「アメリカ・LAでの仕事は今はない……」
2026年2月放送の『アナザースカイ』で、ゆりやんレトリィバァ(35)が吐露したあまりに切実な「本音」が波紋を広げている。
日本での輝かしいキャリアを捨てて1年、自腹で5ドルを払い、わずか15人の前でスベり続ける日々。
この泥臭い挑戦に対し、ネット上では「英語は下手なのでは?」「実は仕事があるというのは嘘?」といったシニカルな疑念も渦巻いている。
一方で、疑問として残るのが「なぜ仕事がない状態で、厳格なアメリカに滞在し続けられるのか?」という現実的な問題だ。
そこには、彼女が日本で積み上げた実績が可能にした「特殊なビザ」の存在と、芸人の枠を超えた壮大なプロジェクトが隠されていた。
本記事では、視聴者が抱く「英語力」「仕事」「ビザ」にまつわる3つの疑問を徹底検証。
番組の涙の裏側に隠された、ゆりやんレトリィバァの「本当の現在地」を解き明かす。
アナザースカイに登場した振付師TAKAHIRO(上野隆博)についてはこちらの記事で紹介しています!
アナザースカイで見せた「涙」と世間の冷ややかな視線
2026年2月放送の『アナザースカイ』。
そこで映し出されたのは、私たちが知る成功者としてのゆりやんレトリィバァではなく、15人の客席を前に涙を流す一人の挑戦者の姿でした。

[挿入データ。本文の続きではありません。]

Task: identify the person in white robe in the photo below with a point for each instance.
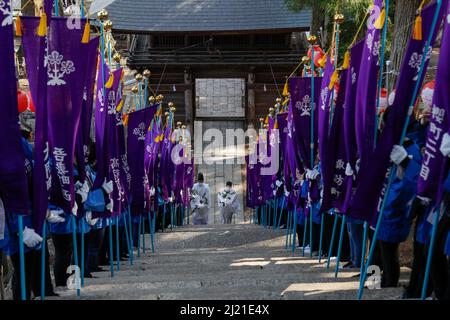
(200, 201)
(228, 203)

番組のハイライトは、彼女が自腹で5ドルの参加費を払い、現地のコメディクラブで英語のネタを披露する場面です。
かつての賞レースクイーンが、アメリカでは「誰でもない新人」として扱われる過酷な現実が浮き彫りになりました。
この放送直後、仕事がないからがむしゃらなだけでは?やっぱりそんなに甘くはないでしょうといった冷ややかな意見が相次いでいます。
確かに、客席の反応が芳しくない映像を見れば、そう疑いたくなるのも無理はありません。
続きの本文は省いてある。